Sanità

mar32016

Infiltrazioni mafiose, Fenagifar: togliere paletti a capitale significa togliere ogni controllo

Infiltrazioni mafiose, Fenagifar: togliere paletti a capitale significa togliere ogni controllo
È stata momentaneamente "accantonata" la norma del Ddl concorrenza che mira a mettere dei paletti all'entrata dei capitali nelle farmacie. Restano dunque vivi più che mai i dubbi sui possibili stravolgimenti che la nuova Legge avrà sul sistema, soprattutto in un momento così delicato come quello attuale, dove lo scandalo delle infiltrazioni mafiose nel settore farmacie ha contribuito ad alimentare le preoccupazioni di molti professionisti del farmaco, e non solo. A parlarne con Farmacista33 è Pia Policicchio, presidente della Federazione dei giovani farmacisti (Fenagifar). «Fino a oggi se qualcuno di afferente ad un'associazione mafiosa voleva entrare nel core business delle farmacie se non altro doveva "avere a disposizione" qualcuno con il titolo di farmacista, doveva far laureare qualcuno. Ora, con l'entrata dei capitali, sarà sufficiente avere il capitale - afferma Policicchio - Togliere ogni tipo di paletto, di fatto, significa togliere ogni controllo, senza alcun metodo di contenimento. Siccome stiamo parlando di una professione che tutela la salute dei cittadini mi auspico che nel momento che ci sia il sentore di qualcosa di poco limpido intervenga lo Stato».

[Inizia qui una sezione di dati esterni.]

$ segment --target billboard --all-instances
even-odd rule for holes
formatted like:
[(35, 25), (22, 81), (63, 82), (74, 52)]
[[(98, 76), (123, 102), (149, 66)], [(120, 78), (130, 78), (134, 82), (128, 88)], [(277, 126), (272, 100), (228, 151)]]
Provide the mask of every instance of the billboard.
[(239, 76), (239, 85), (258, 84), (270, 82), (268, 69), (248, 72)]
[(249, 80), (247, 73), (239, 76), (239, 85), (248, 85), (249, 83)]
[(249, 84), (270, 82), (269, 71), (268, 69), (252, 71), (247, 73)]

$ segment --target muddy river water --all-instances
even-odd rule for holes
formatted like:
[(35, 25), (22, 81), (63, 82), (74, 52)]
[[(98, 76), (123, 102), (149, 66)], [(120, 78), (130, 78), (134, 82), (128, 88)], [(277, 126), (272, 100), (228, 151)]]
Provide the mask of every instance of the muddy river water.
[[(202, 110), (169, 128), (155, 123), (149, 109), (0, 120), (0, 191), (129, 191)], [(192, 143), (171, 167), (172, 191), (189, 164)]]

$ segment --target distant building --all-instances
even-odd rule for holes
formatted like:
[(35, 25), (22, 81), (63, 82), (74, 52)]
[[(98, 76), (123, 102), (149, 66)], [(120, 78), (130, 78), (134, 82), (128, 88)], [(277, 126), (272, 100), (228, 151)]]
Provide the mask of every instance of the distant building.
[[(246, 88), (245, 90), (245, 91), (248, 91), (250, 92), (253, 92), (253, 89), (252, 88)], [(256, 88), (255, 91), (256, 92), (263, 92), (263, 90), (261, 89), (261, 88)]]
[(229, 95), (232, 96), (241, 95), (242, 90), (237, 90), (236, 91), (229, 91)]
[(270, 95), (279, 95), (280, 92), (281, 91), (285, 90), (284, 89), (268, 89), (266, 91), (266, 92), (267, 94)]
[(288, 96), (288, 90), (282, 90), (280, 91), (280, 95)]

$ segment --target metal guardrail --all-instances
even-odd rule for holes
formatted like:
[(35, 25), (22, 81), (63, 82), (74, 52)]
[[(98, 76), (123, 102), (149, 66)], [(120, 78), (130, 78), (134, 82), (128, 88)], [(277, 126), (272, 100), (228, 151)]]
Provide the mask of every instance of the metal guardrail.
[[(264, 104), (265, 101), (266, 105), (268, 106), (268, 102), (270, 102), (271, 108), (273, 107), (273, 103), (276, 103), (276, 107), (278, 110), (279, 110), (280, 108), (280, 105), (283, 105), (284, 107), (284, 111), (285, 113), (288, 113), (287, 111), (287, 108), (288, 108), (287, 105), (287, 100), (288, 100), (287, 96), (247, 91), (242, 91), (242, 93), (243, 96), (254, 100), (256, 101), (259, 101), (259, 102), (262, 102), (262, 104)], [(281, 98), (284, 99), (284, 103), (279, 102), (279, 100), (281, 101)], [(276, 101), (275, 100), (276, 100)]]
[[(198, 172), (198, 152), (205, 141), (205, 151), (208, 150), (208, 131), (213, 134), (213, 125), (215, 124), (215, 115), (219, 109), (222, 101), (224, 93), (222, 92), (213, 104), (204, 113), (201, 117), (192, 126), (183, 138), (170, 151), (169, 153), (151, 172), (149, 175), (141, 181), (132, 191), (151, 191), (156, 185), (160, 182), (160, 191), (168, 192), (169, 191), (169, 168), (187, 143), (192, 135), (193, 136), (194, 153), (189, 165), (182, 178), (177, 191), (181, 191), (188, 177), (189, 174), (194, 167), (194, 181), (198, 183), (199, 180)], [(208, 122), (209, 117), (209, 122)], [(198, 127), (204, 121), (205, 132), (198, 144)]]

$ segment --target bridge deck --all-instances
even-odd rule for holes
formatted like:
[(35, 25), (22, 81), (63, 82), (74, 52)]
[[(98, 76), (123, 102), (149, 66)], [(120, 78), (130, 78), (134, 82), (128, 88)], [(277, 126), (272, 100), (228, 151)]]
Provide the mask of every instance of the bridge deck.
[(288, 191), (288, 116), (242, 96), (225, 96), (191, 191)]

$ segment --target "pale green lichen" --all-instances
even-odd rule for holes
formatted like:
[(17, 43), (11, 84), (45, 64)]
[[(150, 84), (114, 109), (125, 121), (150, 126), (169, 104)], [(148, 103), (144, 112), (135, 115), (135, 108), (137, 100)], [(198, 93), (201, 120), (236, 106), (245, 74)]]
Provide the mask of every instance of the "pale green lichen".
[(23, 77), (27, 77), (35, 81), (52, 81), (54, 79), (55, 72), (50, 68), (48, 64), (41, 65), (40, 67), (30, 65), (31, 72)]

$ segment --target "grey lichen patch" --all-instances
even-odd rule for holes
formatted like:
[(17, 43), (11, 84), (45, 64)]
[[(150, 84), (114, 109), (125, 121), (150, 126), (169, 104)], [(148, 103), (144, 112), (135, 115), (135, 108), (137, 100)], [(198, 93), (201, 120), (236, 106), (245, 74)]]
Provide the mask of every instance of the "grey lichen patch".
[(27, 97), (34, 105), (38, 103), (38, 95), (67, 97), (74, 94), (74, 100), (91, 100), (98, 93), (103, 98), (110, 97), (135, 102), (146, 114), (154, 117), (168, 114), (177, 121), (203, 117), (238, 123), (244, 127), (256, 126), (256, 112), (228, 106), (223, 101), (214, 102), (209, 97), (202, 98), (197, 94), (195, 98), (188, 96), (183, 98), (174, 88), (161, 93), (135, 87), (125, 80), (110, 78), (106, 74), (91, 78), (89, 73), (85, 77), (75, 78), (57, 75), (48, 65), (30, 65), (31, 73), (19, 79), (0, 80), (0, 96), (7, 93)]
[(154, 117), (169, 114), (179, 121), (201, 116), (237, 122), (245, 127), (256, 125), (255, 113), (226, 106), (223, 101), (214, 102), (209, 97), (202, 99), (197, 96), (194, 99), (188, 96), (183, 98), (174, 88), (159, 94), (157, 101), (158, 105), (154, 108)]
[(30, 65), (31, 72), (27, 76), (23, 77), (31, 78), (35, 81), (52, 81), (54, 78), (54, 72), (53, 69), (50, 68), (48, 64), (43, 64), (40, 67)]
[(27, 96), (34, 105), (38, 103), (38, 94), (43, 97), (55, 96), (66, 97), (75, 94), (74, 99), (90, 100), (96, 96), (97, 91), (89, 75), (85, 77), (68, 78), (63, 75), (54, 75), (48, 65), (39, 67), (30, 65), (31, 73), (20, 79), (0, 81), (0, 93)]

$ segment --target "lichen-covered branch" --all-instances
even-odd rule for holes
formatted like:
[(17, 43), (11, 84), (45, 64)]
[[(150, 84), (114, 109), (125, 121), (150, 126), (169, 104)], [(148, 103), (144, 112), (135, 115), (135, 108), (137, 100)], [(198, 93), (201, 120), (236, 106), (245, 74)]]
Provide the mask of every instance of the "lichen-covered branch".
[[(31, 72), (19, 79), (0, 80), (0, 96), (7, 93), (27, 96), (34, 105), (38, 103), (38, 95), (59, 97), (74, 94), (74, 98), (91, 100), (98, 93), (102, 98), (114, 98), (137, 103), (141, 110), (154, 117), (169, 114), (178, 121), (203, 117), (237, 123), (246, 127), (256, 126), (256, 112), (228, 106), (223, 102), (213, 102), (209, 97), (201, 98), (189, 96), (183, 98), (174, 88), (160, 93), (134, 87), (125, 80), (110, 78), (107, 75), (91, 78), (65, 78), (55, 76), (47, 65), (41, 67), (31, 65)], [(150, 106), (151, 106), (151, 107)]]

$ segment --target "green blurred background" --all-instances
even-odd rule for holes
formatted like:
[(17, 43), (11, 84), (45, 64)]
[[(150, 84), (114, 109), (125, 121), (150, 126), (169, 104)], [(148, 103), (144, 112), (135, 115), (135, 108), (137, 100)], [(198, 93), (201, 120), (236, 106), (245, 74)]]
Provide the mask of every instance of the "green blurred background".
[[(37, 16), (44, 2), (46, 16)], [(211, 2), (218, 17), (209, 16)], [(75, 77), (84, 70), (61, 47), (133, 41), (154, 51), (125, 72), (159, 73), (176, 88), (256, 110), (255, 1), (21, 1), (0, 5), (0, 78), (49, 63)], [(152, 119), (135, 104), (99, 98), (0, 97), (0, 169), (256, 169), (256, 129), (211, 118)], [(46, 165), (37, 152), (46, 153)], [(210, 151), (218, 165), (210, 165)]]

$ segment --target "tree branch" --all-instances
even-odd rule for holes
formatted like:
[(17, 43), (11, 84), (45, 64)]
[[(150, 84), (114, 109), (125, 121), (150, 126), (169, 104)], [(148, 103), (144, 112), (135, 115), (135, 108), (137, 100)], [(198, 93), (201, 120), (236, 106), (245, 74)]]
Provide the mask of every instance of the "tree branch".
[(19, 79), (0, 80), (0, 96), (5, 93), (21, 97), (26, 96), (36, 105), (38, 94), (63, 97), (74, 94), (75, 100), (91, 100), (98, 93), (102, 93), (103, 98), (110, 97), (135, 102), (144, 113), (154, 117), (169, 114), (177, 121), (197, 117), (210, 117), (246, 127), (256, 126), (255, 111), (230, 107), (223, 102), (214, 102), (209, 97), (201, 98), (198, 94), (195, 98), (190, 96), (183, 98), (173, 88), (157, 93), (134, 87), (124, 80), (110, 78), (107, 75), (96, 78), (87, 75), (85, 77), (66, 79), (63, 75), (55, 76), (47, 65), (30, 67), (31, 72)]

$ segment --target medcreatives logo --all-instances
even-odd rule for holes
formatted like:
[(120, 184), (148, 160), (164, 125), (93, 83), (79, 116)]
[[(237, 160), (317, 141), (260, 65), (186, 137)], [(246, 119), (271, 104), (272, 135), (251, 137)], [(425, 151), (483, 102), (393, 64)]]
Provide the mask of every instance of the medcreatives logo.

Ma l'entrata dei capitali può rappresentare un'opportunità per tutte le farmacie che rischiano di fallire, un 30% circa solo nel Lazio, ricorda il segretario di Federfarma Roma Andrea Cicconetti: «Una Legge così dirompente» dice riferendosi al ddl concorrenza «potrebbe mettere in crisi il sistema farmacia "latina" come noi la conosciamo, ma potrebbe anche essere un'opportunità per nuovi stimoli, per l'aggregazione, per creare finalmente quella farmacia di rete di cui parliamo da anni ma che di fatto non esiste. Fare rete può essere il momento per uscire dalla crisi, un'opportunità per non perdere la farmacia». A beneficiare dell'entrata dei capitali potrebbero essere anche le farmacie sane, secondo Cicconetti: «Vedo sempre delineate due grosse vie. Quella delle farmacie in forte crisi, per le quali non c'è possibilità al di fuori dell'acquisizione da parte di un gruppo o comunque di un acquirente che poi vada a risanare le casse di quella farmacia. E quella di tutte le farmacie che sono sane e che verranno stimolate ad aggregarsi in un unico grande gruppo di proprietà dei farmacisti, per essere più forti» spiega Cicconetti.
Federfarma aveva proposto una norma all'interno del Ddl concorrenza, che limitasse l'entrata dei capitali nelle farmacie al 49%, un vincolo a cui, sottolinea Cicconetti «teniamo molto perché stando a quanto ha detto la Corte di giustizia europea, nela sentenza del 19 maggio 2009, dare la proprietà della farmacia ai non farmacisti comporterebbe una riduzione dell'indipendenza professionale, incitandoli a smerciare i medicinali esclusivamente più redditizi quindi tralasciando quelli meno redditizi».
Tuttavia, secondo Cicconetti, non sarà la percentuale con la quale i capitali entreranno in farmacia a cambiare le cose perché «purtroppo oggi con i meccanismi delle società collegate i paletti si aggirano facilmente. Ci vogliono regole chiare su alcuni aspetti: la direzione dev'essere del farmacista; ci devono essere delle incompatibilità soprattutto con altri tipi di società come le società finanziarie e le banche; ci devono essere delle regole chiare per ciò che riguarda il management interno».